Neural Networks in SALSA

Neural Networks

  • Network of interconnected processing units. Each connection in the network has an associated weight.
  • Each unit has an activation, which varies relatively rapidly. The pattern of activation across the network usually represents the network's short-term memory.
  • Some of the units are designated input units. These are clamped to particular activation values when the network is presented an input pattern. Some of the units may also be designated output units; their activations represent the network's response. Some of the units may also be designated hidden units. These are units which are neither input nor output. They do not make contact with the environment and function as a place for the re-representation of input patterns, usually on the way to the output units.
  • Each unit (unless clamped) repeatedly updates its activation. It first calculates its current input from all of the other units that it is connected to. This is the sum of the inputs from each other unit. The unit then calculates its new activation, based on the input, and possibly its old activation.
  • Weights in the network are changed relatively slowly. They represent the network's long-term memory. The way weights change depends on the network's learning algorithm. Weight changes are usually Hebbian; that is, they are proportional to the activations of the units on either end of the connection. In error-driven learning (for example, back-propagation) the weight changes are based on the network's error, a function of the difference between its output for a given input pattern and a target, what the network should have output for that pattern.
  • The network is trained on the basis of a set of training patterns (inputs and sometimes targets). Later it may respond appropriately to novel input patterns; that is, it may generalize.

Neural Networks for Reinforcement Learning

We can replace the lookup table for Q-learning with a neural network. Each state is represented by a pattern over the input units; each input unit represents a sensory input feature. Each action is represented by a single output unit. The network's stored Q-values for the actions associated with a given state are found by activating the input units with the pattern representing that state and observing the activations of the output units. Each output unit's activation represents the Q-value for the corresponding action in the given state. The Q-values are actually stored in the network's weights.
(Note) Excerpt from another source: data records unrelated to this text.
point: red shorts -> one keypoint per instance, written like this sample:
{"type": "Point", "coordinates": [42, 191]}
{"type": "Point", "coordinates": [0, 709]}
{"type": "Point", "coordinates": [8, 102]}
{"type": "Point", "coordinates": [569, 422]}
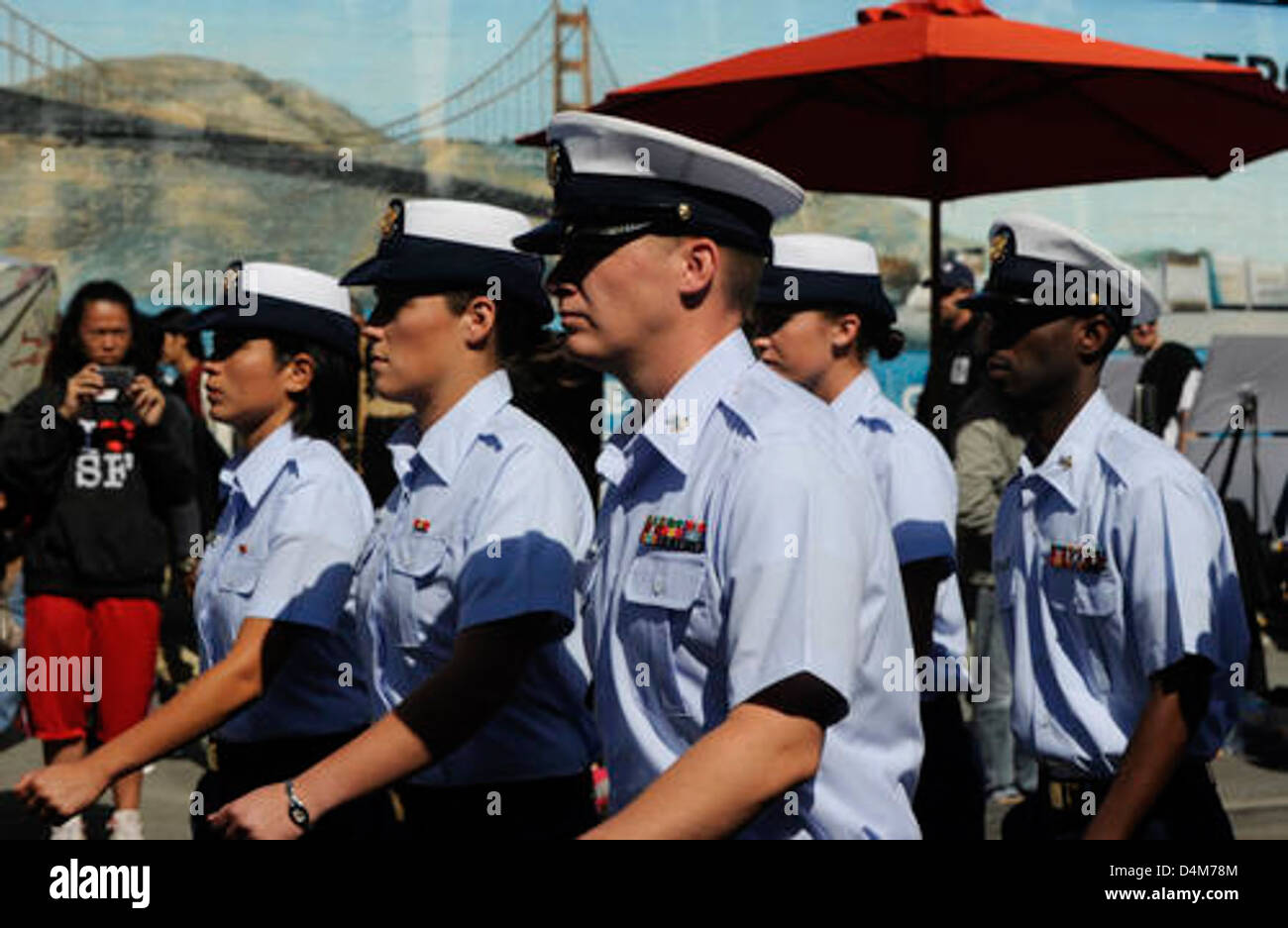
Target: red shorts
{"type": "Point", "coordinates": [123, 632]}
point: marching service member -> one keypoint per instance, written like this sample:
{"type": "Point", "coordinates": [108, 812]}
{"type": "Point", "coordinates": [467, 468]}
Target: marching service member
{"type": "Point", "coordinates": [742, 591]}
{"type": "Point", "coordinates": [1115, 567]}
{"type": "Point", "coordinates": [819, 314]}
{"type": "Point", "coordinates": [465, 588]}
{"type": "Point", "coordinates": [282, 682]}
{"type": "Point", "coordinates": [97, 456]}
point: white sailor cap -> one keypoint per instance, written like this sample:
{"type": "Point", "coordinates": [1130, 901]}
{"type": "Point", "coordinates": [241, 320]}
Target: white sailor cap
{"type": "Point", "coordinates": [433, 246]}
{"type": "Point", "coordinates": [616, 176]}
{"type": "Point", "coordinates": [281, 297]}
{"type": "Point", "coordinates": [811, 270]}
{"type": "Point", "coordinates": [1044, 270]}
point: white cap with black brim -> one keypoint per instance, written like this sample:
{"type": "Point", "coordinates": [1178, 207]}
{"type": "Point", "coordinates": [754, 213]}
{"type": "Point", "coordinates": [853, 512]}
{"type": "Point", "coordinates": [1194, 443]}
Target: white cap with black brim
{"type": "Point", "coordinates": [436, 246]}
{"type": "Point", "coordinates": [616, 176]}
{"type": "Point", "coordinates": [281, 297]}
{"type": "Point", "coordinates": [812, 270]}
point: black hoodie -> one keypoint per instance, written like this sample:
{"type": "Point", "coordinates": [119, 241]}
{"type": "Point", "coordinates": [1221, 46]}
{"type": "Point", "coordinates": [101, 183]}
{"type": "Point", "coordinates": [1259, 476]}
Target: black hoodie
{"type": "Point", "coordinates": [98, 492]}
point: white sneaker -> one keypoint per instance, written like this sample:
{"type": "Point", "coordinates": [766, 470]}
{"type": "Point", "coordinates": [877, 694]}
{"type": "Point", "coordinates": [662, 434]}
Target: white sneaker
{"type": "Point", "coordinates": [125, 824]}
{"type": "Point", "coordinates": [72, 829]}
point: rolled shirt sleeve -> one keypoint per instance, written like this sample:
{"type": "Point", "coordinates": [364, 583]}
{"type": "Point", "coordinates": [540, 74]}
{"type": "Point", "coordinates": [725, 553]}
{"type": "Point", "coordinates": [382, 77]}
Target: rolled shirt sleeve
{"type": "Point", "coordinates": [795, 567]}
{"type": "Point", "coordinates": [922, 503]}
{"type": "Point", "coordinates": [1183, 587]}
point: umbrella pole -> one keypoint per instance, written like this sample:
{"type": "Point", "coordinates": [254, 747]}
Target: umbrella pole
{"type": "Point", "coordinates": [935, 340]}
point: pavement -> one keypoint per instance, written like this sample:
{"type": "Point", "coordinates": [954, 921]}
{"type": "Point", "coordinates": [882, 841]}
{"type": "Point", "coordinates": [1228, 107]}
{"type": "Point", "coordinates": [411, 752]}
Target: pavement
{"type": "Point", "coordinates": [1252, 780]}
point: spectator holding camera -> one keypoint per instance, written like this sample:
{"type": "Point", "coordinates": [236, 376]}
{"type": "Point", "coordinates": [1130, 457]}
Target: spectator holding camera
{"type": "Point", "coordinates": [97, 456]}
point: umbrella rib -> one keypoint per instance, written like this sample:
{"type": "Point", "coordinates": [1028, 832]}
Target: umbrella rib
{"type": "Point", "coordinates": [1197, 166]}
{"type": "Point", "coordinates": [763, 119]}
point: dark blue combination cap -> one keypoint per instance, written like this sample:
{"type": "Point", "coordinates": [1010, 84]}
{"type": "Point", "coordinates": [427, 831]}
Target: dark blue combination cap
{"type": "Point", "coordinates": [279, 297]}
{"type": "Point", "coordinates": [434, 246]}
{"type": "Point", "coordinates": [616, 176]}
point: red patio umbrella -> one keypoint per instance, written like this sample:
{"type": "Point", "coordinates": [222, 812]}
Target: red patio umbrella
{"type": "Point", "coordinates": [999, 104]}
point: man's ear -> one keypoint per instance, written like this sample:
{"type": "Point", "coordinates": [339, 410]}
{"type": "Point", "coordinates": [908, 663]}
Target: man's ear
{"type": "Point", "coordinates": [845, 332]}
{"type": "Point", "coordinates": [480, 319]}
{"type": "Point", "coordinates": [299, 372]}
{"type": "Point", "coordinates": [699, 264]}
{"type": "Point", "coordinates": [1095, 336]}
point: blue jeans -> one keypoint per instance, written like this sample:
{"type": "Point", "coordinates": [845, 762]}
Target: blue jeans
{"type": "Point", "coordinates": [1006, 765]}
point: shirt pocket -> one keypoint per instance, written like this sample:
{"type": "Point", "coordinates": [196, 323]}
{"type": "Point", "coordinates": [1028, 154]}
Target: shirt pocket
{"type": "Point", "coordinates": [421, 592]}
{"type": "Point", "coordinates": [665, 592]}
{"type": "Point", "coordinates": [240, 574]}
{"type": "Point", "coordinates": [1096, 604]}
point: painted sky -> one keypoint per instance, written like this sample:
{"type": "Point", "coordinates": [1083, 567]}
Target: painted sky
{"type": "Point", "coordinates": [382, 58]}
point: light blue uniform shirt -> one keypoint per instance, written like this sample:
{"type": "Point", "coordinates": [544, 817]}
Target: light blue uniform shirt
{"type": "Point", "coordinates": [799, 574]}
{"type": "Point", "coordinates": [291, 528]}
{"type": "Point", "coordinates": [1083, 643]}
{"type": "Point", "coordinates": [487, 523]}
{"type": "Point", "coordinates": [917, 482]}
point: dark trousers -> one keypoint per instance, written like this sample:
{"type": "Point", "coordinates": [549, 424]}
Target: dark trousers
{"type": "Point", "coordinates": [244, 768]}
{"type": "Point", "coordinates": [1188, 808]}
{"type": "Point", "coordinates": [949, 802]}
{"type": "Point", "coordinates": [550, 808]}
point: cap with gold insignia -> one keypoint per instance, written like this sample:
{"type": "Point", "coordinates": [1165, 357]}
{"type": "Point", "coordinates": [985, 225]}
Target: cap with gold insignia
{"type": "Point", "coordinates": [811, 270]}
{"type": "Point", "coordinates": [281, 297]}
{"type": "Point", "coordinates": [434, 246]}
{"type": "Point", "coordinates": [1041, 270]}
{"type": "Point", "coordinates": [616, 176]}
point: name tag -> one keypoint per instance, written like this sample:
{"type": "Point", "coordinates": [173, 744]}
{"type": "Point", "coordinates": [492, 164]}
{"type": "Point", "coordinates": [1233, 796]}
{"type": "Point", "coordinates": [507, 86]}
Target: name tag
{"type": "Point", "coordinates": [960, 372]}
{"type": "Point", "coordinates": [1080, 558]}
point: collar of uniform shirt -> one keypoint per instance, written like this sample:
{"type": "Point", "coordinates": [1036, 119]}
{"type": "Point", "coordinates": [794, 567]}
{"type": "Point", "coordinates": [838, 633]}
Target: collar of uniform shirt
{"type": "Point", "coordinates": [855, 399]}
{"type": "Point", "coordinates": [443, 446]}
{"type": "Point", "coordinates": [254, 472]}
{"type": "Point", "coordinates": [1065, 467]}
{"type": "Point", "coordinates": [694, 398]}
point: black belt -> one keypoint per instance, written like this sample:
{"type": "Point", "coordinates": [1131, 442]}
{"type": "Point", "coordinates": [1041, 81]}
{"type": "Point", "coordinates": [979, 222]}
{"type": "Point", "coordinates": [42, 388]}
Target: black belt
{"type": "Point", "coordinates": [1064, 789]}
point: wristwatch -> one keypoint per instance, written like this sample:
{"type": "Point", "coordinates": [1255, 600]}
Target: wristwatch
{"type": "Point", "coordinates": [299, 815]}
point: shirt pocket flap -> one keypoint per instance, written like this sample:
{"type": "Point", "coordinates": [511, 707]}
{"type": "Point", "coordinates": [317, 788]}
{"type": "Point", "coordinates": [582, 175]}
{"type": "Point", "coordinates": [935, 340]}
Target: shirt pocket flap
{"type": "Point", "coordinates": [240, 574]}
{"type": "Point", "coordinates": [1095, 595]}
{"type": "Point", "coordinates": [416, 555]}
{"type": "Point", "coordinates": [666, 580]}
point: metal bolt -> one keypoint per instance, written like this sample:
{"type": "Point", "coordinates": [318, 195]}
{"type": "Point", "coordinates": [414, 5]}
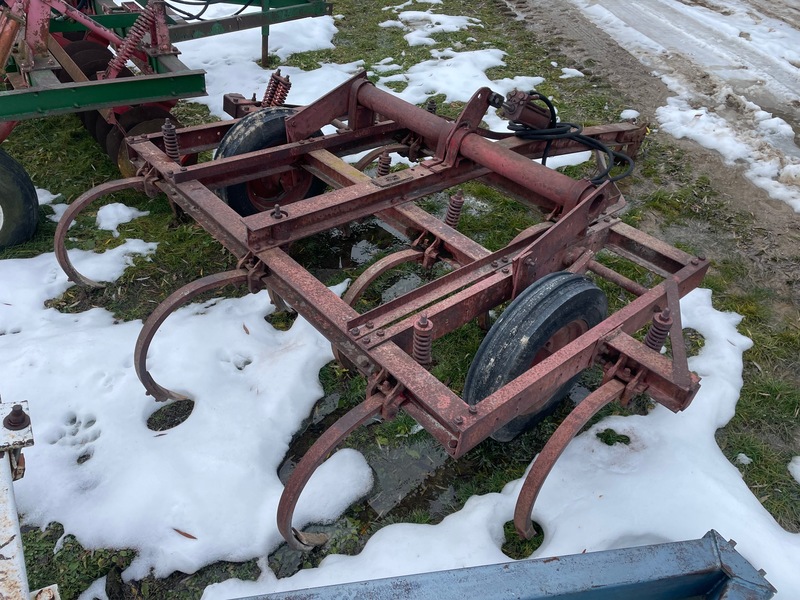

During Q-learning, the agent selects an action in the current state, makes a response, and receives a reinforcement from the environment. A new Q-value for the state-action pair is calculated on the basis of the reinforcement and the stored maximum Q-value for the next state (found by running the network) using the first update equation here. This value is treated as the target for the output unit corresponding to the selected action, and the weights in the network are updated using error-driven learning (the error is the difference between the target and the network's output). The network's learning rate is a number between 0 and 1, corresponding to eta in the second update equation. The learning rate controls the rate at which the weights are updated.